Bunda barangkali seringkali bertanya-tanya sikap atau komunikasi seperti apa yang tepat apabila ada saudara atau teman yang terdiagnosa penyakit kronis. Salah satunya kanker payudara. Tentunya ini akan menimbulkan rasa canggung saat berkomunikasi kelak.
Tak jarang ada juga yang salah dalam bersikap atau bahkan tak sengaja menyinggung perasaan si penyintas. Kalau sudah begini tentunya akan menimbulkan rasa tak enak di kedua bela pihak ya.

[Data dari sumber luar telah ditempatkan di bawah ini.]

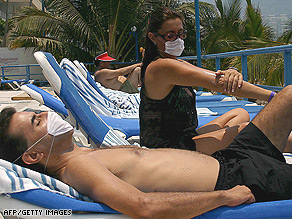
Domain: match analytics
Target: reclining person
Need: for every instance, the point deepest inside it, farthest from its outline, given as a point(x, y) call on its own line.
point(159, 183)
point(115, 79)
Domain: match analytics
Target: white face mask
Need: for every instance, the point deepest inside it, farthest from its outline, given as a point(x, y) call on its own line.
point(174, 48)
point(55, 126)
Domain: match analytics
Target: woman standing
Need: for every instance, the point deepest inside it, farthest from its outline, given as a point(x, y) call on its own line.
point(168, 116)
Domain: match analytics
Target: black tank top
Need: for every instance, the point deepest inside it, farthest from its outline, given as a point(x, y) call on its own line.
point(170, 122)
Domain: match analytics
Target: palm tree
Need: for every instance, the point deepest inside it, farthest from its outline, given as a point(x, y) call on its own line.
point(80, 28)
point(286, 37)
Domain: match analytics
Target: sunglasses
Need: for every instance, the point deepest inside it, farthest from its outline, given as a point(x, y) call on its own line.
point(173, 36)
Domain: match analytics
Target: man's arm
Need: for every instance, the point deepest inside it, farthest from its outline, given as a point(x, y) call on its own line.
point(94, 180)
point(163, 74)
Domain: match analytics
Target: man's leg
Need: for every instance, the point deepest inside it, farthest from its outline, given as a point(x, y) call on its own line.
point(228, 119)
point(275, 120)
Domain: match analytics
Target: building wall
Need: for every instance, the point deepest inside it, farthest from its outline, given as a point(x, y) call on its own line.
point(19, 56)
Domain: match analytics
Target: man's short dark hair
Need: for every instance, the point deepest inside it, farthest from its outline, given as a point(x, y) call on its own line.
point(97, 62)
point(13, 146)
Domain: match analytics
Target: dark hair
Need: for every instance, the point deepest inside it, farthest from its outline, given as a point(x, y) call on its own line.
point(96, 62)
point(13, 146)
point(156, 20)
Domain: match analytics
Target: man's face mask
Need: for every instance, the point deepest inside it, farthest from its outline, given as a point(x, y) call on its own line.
point(55, 126)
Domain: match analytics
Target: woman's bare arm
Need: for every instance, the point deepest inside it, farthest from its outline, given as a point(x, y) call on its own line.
point(162, 74)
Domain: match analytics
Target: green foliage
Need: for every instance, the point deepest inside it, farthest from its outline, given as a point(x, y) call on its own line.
point(2, 27)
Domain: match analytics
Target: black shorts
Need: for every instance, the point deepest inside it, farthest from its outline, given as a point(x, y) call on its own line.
point(252, 160)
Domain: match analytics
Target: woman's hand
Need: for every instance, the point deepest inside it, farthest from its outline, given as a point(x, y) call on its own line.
point(230, 79)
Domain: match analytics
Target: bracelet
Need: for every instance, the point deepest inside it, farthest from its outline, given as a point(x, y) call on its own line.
point(271, 96)
point(233, 68)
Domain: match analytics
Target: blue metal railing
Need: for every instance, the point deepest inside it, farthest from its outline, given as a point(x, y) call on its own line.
point(285, 49)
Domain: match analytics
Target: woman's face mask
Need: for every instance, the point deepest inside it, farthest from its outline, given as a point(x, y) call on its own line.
point(174, 48)
point(55, 126)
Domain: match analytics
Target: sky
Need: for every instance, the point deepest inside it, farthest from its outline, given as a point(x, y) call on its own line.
point(269, 7)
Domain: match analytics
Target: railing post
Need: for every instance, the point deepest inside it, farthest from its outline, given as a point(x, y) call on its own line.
point(2, 72)
point(244, 67)
point(287, 68)
point(217, 61)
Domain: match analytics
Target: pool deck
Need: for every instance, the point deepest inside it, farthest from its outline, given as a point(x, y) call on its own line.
point(7, 99)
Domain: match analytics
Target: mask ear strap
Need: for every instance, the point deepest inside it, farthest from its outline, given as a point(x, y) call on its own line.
point(49, 154)
point(30, 147)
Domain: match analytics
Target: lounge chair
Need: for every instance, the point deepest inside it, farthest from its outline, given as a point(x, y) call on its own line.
point(22, 188)
point(217, 104)
point(87, 120)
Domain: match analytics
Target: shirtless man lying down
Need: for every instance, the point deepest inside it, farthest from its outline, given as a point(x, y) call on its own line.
point(159, 183)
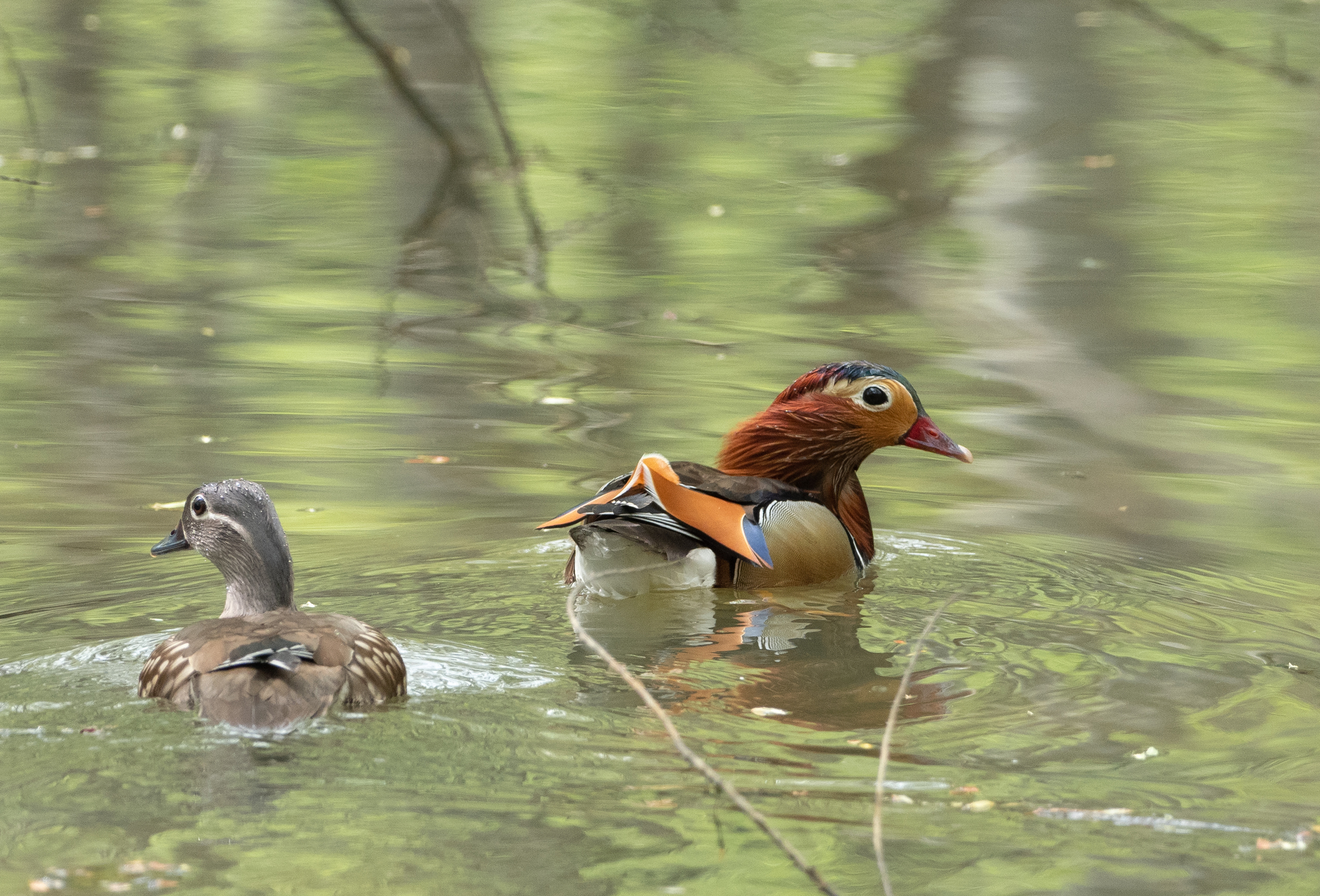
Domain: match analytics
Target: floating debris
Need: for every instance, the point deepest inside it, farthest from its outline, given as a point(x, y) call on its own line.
point(1125, 819)
point(1299, 842)
point(832, 60)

Untuk itu, agar kesalahpahaman dalam komunikasi itu tidak terjadi, Sang Buah Hati telah membuat rangkuman tahap-tahapan komunikasi yang tepat saat tengah berkomunikasi kepada mereka yang menyintas penyakit kronis.
5 Tahapan Komunikasi yang Tepat pada Penyintas Kanker Payudara
1. Membangun Komunikasi dengan Rasa Empati
Agar obrolan tak menjadi canggung sebaiknya jangan pernah berikan komentar yang terkesan mengasihani atau meminta penyintas untuk sabar dan menerima semuanya sebagai ujian yang harus dijalani di dunia. Karena, dijamin deh obrolan itu takkan berlangsung lama.

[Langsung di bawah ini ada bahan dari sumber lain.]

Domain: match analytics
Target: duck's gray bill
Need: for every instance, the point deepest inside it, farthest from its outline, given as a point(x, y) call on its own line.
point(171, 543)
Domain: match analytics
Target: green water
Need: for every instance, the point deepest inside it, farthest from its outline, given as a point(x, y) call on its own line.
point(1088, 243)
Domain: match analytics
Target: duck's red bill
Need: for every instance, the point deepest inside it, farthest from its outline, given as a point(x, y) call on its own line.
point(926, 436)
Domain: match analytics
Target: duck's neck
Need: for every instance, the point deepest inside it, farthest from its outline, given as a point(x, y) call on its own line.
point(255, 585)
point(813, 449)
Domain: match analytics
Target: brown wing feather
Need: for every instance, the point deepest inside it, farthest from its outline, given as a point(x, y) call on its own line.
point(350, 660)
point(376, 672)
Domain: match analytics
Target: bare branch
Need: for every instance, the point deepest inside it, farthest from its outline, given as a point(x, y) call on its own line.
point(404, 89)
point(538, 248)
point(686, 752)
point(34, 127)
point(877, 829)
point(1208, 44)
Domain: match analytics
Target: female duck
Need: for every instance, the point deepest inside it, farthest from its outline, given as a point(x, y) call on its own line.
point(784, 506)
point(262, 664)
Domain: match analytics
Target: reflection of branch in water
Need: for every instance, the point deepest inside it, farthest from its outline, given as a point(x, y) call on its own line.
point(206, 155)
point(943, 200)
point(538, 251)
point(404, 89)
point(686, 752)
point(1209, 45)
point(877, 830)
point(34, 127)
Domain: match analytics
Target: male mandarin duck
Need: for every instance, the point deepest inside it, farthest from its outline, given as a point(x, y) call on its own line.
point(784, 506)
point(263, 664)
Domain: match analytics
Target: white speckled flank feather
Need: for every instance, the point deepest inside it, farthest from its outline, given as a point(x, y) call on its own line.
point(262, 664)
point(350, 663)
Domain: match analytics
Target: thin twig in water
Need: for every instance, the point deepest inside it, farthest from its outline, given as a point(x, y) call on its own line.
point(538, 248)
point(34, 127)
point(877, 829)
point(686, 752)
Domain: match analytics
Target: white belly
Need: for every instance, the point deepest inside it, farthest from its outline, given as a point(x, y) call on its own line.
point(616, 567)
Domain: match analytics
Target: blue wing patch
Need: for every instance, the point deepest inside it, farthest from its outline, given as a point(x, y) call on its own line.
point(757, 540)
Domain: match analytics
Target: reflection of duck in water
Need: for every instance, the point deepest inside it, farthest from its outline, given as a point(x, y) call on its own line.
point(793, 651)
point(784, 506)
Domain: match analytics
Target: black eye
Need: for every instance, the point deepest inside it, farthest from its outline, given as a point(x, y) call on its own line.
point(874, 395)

Daripada begitu, lebih baik Bunda membangun komunikasi dengan rasa empati serta menerima apapun perasaannya tanpa memberikan komentar terlebih dahulu. Setelahnya barulah Bunda memulai komunikasi dengan menawarkan bantuan, atau dengan kalimat-kalimat yang membuatnya merasa tak sendirian. Contohnya, aku ada di sini dengerin kamu ya, cerita saja; silakan tumpahin saja ya perasaanmu dulu saat ini; dan lainnya.
2. Berkomunikasi dengan Topik Netral
Jangan pernah untuk mengobrol dengan topik terkait penyakit yang diderita penyintas. Apalagi sampai bertanya mengapa penyintas dapat didiagnosis penyakit serius seperti kanker payudara. Sebisa mungkin alihkan komunikasi mengenai topik yang menyinggung, dan lebih baik membahas hal-hal yang menyenangkan agar kesedihannya dapat segera redah.
3. Jangan Lontarkan Pertanyaan yang Mengintimidasi
Pertanyaan mengintimidasi yang dimaksud seperti, “memangnya waktu awal gejala kanker tidak terasa ya?” atau “jarang memeriksakan kesehatan diri ke dokter si makanya bisa terkena kanker payudara”. Hal ini akan sangat menyakitkan bagi penyintas, jadi jangan pernah melontarkan pertanyaan semacam ini ya.
4. Mengganti Topik Apabila Obrolan Tidak Efektif
Apabila obrolan sudah mengarah yang dapat membuat penyintas sedih, lebih baik segera hentikan obrolan dan mengganti topik yang lebih menyenangkan. Seperti membahas film yang sedang trending, dan hal-hal menyenangkan lainnya.
5. Menyarankan Penyintas
Saat penyintas sudah mulai tenang dan menanyakan hal-hal terkait saran mengenai penyakitnya dan Bunda tidak dapat menjawabnya. Maka sarankan penyintas untuk berkomunikasi dengan profesional (seperti dokter, psikolog, atau spesialis lainnya).
Dengan menerapkan tahapan komunikasi-komunikasi di atas, dapat membuat penyintas menjadi lebih tenang karena merasa dimengerti dan membantunya untuk mencapai proses penerimaan.